The military contention that it has a responsibility to establish stability before releasing power to civilians is from their point of view reinforced by the recent events in the Sinai.

The infiltration of jihadists into that border region separating the Palestinian Gaza, Egypt and Israel and the fighting that has followed supports the military case; especially as the Israeli government has insisted that it is up to the Egyptians and not the Israelis to maintain security in that area. President Mursi has accused the military of failing to do just that.

Israeli intelligence services are said to have warned the Egyptian military of increased activity on the border of Sinai and of imminent jihadist action. If that is true, then the Egyptian military failed. President Mursi has already sacked the Intelligence chief as a result.

When US Secretary of State Hillary Clinton was here in July she warned about the difficulties embedded in any political transition process. Mursi and his supporters agreed she was correct and promised that the 1979 Camp David Israel-Egypt peace accord would be honoured.

That is not the problem for the Egyptian leader. His task is two-fold and in the first instance almost impossible. His first ambition is to fulfil the expectations of the Egyptian people who wanted change – and we should remember that not all did. That is a task that will take years rather than months and so attracts further disappointment and probably street protest again.

The second task is to straighten out the military. If he is to be seen, especially by his own people, as the man in charge and not under the jackboot of the likes of the Field Marshal, then Mr Mursi must win any confrontation with the military’s Supreme Council.

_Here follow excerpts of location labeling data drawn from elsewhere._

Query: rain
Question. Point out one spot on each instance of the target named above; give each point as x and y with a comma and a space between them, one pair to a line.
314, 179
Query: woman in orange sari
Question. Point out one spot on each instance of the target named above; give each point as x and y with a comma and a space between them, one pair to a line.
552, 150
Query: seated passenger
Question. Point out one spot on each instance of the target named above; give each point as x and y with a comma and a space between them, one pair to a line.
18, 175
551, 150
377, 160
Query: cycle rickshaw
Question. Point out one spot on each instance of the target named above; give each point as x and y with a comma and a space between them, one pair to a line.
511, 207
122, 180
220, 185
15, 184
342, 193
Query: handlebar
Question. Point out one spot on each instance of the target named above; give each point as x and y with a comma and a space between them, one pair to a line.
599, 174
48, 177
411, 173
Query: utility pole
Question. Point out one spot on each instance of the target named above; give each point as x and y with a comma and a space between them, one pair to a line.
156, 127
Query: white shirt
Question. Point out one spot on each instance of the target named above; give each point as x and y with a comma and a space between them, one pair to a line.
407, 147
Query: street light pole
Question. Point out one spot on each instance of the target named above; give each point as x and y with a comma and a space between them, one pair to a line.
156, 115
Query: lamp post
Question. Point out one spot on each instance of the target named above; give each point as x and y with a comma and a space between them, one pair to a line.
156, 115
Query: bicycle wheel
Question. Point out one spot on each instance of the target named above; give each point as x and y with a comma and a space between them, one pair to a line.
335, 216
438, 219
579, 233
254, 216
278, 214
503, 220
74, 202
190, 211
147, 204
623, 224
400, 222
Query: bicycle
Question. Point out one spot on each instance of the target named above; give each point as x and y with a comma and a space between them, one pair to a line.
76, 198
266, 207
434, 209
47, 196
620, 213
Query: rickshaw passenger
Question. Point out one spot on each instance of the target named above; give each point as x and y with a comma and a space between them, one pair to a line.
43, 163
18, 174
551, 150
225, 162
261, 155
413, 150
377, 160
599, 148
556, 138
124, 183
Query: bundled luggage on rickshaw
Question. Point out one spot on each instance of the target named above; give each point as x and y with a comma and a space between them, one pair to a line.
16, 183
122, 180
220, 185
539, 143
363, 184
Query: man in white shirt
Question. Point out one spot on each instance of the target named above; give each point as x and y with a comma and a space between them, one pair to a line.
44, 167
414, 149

That’s what today in Cairo was all about. We have to accept that Mursi may be defied. The consequence of that defiance could be utterly catastrophic for the immediate future of the people and country of Egypt.

There is a single good sign: the Field Marshal and the general have been appointed to the sinecure of presidential advisers and given Egypt’s highest honour, the Grand Collar of the Nile. Presumably this means they have accepted it is time to go.

More interestingly, could it be that backstairs negotiations have been going on between Mursi’s office and a few of the more moderate generals? Very possible for this to happen. There are those in the military who acknowledge that what happened in Sinai (not forgetting that 16 Egyptian soldiers were killed) was a very big miss.

So, a new generation of senior officers could turn out to be on the side of democracy, however alien that has always been throughout their careers.